The Chinese Communist Party Is Worried; Officials Are Becoming Religious
Though the Chinese Communist Party is officially atheist, it has always maintained five state-sanctioned religions, which it uses to buttress its own rule over the Chinese people. General secretary Xi Jinping reiterated this point at a May 21 political meeting, saying that religion must instead be used to guide the hearts and minds of the public in favor of Party doctrine.
A major concern in recent years, however, has been the growing religiosity among communist officials themselves. While the Party may tolerate the existence of religions, its own officials are barred from believing in them. Economic crime is the main component the “disciplinary violations” that have been widely applied to Chinese officials facing investigation and ousting from their posts, but belief in “superstitions” is also grounds for incrimination in the Party’s cleansing of the ranks.
On May 21, the municipal government of Wenzhou in Zhejiang Province reported recent findings of the local Party inspection team.
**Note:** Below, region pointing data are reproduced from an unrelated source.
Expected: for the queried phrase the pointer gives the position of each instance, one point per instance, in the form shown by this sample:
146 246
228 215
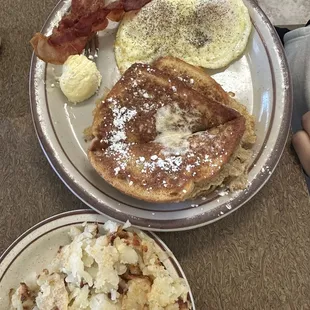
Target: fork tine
92 48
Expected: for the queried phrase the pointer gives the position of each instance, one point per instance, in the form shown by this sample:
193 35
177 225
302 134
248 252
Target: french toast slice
199 80
158 140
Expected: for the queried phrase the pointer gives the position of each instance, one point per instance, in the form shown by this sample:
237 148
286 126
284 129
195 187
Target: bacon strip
78 26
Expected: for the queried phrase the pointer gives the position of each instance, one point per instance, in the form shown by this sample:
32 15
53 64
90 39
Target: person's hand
301 143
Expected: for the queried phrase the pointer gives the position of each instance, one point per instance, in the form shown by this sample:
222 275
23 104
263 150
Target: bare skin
301 143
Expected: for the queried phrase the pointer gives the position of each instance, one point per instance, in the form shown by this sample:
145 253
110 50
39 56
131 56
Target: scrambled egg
205 33
120 270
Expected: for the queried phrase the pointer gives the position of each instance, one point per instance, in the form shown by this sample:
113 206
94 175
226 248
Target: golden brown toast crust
199 80
125 151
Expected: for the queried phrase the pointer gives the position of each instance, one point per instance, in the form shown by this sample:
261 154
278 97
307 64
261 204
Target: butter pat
80 78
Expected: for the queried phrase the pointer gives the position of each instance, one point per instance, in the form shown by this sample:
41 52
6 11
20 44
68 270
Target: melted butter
174 126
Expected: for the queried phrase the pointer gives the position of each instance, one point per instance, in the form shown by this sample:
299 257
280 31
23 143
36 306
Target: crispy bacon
77 27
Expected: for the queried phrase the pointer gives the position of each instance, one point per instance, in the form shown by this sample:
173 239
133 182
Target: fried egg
205 33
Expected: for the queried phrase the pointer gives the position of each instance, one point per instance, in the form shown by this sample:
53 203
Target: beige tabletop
257 258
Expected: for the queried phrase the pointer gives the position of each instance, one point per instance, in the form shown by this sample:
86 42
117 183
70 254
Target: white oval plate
34 250
260 81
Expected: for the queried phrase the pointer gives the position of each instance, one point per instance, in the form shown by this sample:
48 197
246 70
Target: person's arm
301 143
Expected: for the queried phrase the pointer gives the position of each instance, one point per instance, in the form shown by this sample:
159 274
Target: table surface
257 258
The report mentions a new round of efforts intended to address the problem of low-level officials taking up religious faith or of officials who have lost their faith in the Party, sense of “Party nature,” or qualification for being a Party member.
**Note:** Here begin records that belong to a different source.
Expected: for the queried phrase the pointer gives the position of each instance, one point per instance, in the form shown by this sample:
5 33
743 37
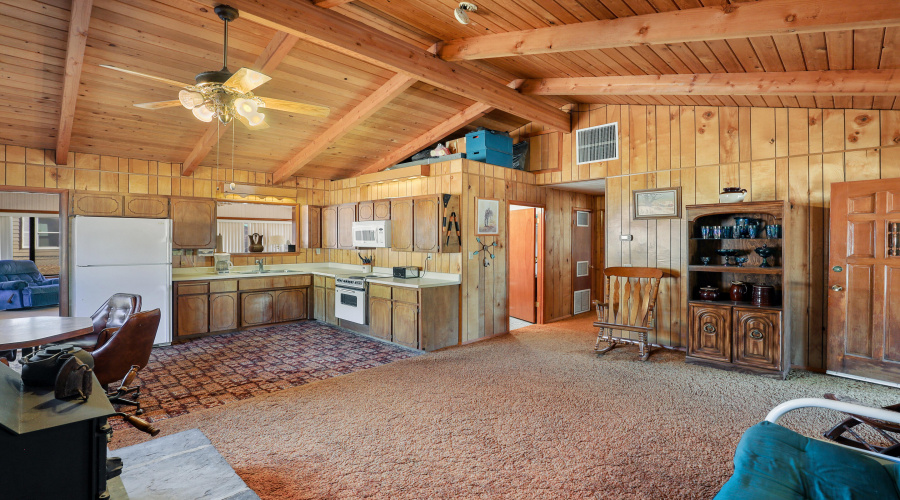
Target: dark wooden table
32 332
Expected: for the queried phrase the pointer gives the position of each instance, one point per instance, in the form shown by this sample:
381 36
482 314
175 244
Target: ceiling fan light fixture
203 113
190 99
461 12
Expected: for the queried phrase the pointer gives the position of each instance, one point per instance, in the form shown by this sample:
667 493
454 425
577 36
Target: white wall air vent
600 143
582 219
582 268
582 301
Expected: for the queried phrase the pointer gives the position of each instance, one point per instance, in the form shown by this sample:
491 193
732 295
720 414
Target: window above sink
239 225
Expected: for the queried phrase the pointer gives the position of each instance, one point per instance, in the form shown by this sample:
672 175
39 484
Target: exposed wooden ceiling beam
331 3
268 60
79 20
734 20
877 82
340 33
437 133
375 101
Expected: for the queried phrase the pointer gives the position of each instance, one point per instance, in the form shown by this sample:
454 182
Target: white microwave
372 234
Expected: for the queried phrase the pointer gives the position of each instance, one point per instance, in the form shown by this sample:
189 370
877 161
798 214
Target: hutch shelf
739 335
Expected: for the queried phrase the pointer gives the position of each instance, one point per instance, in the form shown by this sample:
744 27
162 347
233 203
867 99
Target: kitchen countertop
328 269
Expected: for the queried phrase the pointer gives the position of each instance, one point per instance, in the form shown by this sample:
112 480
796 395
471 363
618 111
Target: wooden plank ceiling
176 39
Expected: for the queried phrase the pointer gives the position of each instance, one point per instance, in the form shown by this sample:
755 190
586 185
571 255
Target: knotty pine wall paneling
30 167
792 154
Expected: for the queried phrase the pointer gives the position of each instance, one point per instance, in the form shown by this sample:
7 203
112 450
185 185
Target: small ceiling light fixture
461 12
Zhejiang Province, located on the southeast Chinese coast, has a large Christian population and has received the nickname of “China’s Jerusalem.” Earlier this year, Communist authorities removed the crosses from about 400 churches to reduce the religion’s visibility.
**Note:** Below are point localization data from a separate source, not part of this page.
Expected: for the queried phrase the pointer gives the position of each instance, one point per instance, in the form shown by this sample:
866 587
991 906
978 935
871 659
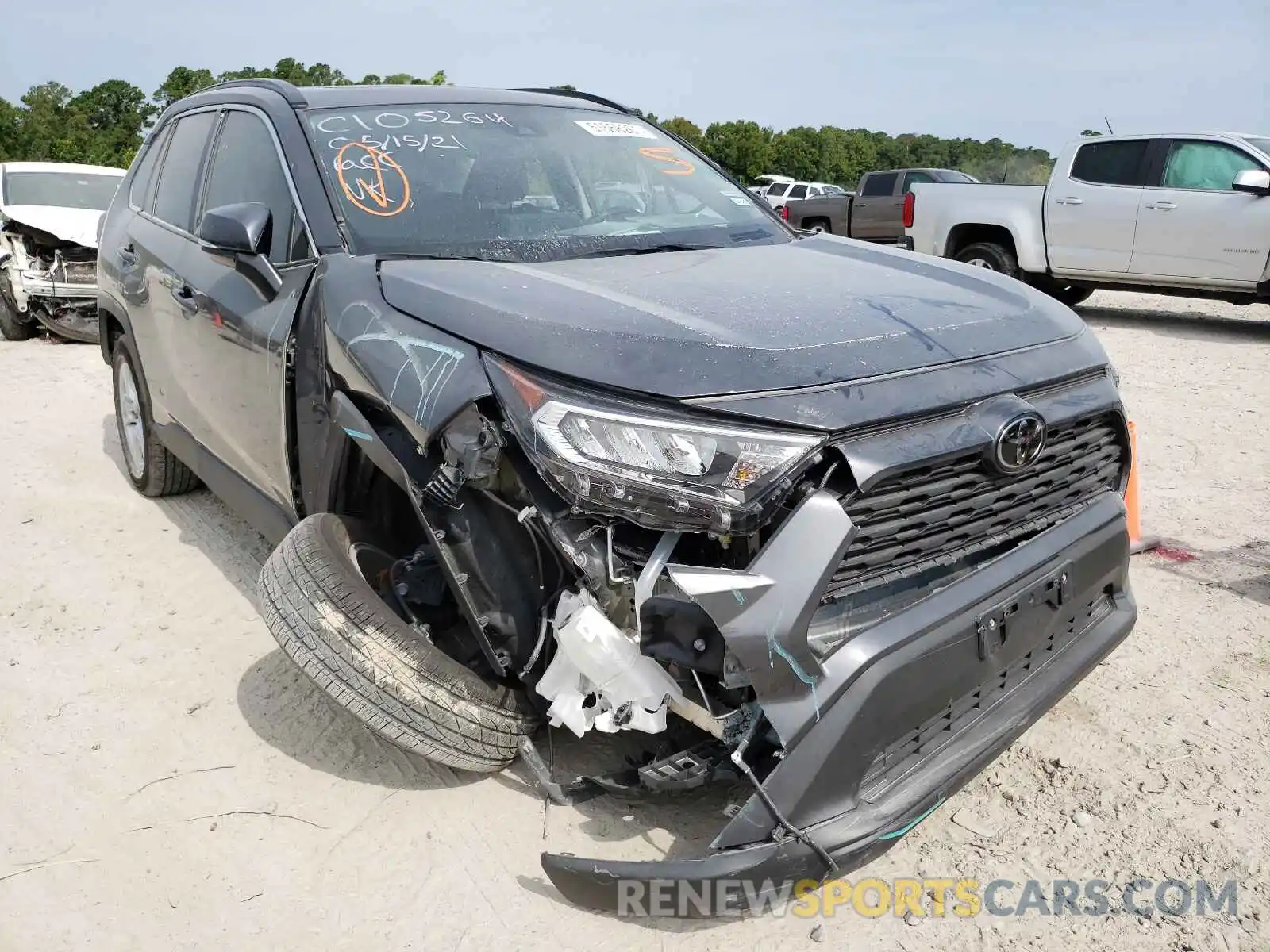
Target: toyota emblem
1019 442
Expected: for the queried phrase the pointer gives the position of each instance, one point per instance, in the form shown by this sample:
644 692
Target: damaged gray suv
554 423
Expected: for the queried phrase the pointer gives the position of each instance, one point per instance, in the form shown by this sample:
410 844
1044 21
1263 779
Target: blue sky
1032 74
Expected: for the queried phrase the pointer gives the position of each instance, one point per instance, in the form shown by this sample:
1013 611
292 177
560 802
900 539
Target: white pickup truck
1180 215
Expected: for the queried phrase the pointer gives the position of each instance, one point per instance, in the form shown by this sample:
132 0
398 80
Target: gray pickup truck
874 211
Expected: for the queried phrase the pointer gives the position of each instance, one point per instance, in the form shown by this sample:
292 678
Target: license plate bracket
994 626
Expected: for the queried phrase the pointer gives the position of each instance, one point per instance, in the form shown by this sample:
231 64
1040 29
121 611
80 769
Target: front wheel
990 255
152 469
330 621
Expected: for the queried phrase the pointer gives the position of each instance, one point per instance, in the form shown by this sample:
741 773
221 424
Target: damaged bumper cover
56 289
887 724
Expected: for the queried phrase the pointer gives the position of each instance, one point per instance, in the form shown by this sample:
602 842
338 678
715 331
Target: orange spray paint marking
664 155
376 190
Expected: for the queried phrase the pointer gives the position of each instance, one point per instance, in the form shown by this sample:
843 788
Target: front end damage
849 625
48 282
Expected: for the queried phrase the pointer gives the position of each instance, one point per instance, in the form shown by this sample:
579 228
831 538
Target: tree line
107 124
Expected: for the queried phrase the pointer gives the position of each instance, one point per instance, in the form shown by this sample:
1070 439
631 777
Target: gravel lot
171 784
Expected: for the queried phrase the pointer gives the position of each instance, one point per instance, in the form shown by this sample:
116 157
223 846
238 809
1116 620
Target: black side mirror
245 228
1253 181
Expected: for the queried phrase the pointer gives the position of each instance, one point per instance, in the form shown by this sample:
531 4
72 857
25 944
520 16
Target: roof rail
287 90
577 94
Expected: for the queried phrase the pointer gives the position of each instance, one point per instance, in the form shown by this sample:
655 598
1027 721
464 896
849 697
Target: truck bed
940 209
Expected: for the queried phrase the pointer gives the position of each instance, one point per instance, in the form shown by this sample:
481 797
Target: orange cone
1137 543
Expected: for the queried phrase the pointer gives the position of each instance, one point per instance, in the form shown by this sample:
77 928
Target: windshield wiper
408 257
639 251
752 235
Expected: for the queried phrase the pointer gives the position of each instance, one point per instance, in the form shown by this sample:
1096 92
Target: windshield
61 190
525 183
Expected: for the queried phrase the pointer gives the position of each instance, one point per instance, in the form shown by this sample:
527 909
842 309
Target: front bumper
65 309
899 716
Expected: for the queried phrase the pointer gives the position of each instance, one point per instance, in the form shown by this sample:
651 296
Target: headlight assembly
658 469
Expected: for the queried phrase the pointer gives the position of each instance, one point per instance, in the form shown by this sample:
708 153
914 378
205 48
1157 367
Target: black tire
154 471
1070 295
12 327
991 255
332 624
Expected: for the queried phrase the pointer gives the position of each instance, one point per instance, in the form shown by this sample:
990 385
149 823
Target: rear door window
1111 163
912 177
178 179
245 168
140 192
880 184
Last September, a team dispatched to Zhejiang by the central Party agency in charge of disciplinary and anti-corruption inspection finished its two-month operation, Shanghai-based new website Guncha Net reported on May 22. Regarding the matter of religious beliefs among local officialdom—apparently so widespread that some officials even took part in group religious activity, the inspection team suggested that Party officials be further indoctrinated in communist ideology, especially at the local level, in order to safeguard the Party’s “advanced nature and purity.”
According to Xia Ming, a professor of political science at the City University of New York, the Party’s efforts to uproot faith are unlikely to succeed, as it would simply turn officials into closet believers, Radio Free Asia (RFA) reported.
“Many high-ranking Party officials and their relatives are in fact Buddhists and Christians, yet they know how to put on a show [to conceal their faith in public]. In brief, this new round of inspections can achieve nothing, and it only shows that the Chinese Communist Party is losing its spiritual control over the people,” Xia told RFA.
Why Does the Communist Party Fear Religion?
According a Chinese state-run site, “some Party leaders … are passionate in worshiping Gods and Buddhas, spearheading what is feudalistic superstition. This trend, if unstopped, would have a serious consequence, befuddling the minds of Party officials and collapsing the Party organization.”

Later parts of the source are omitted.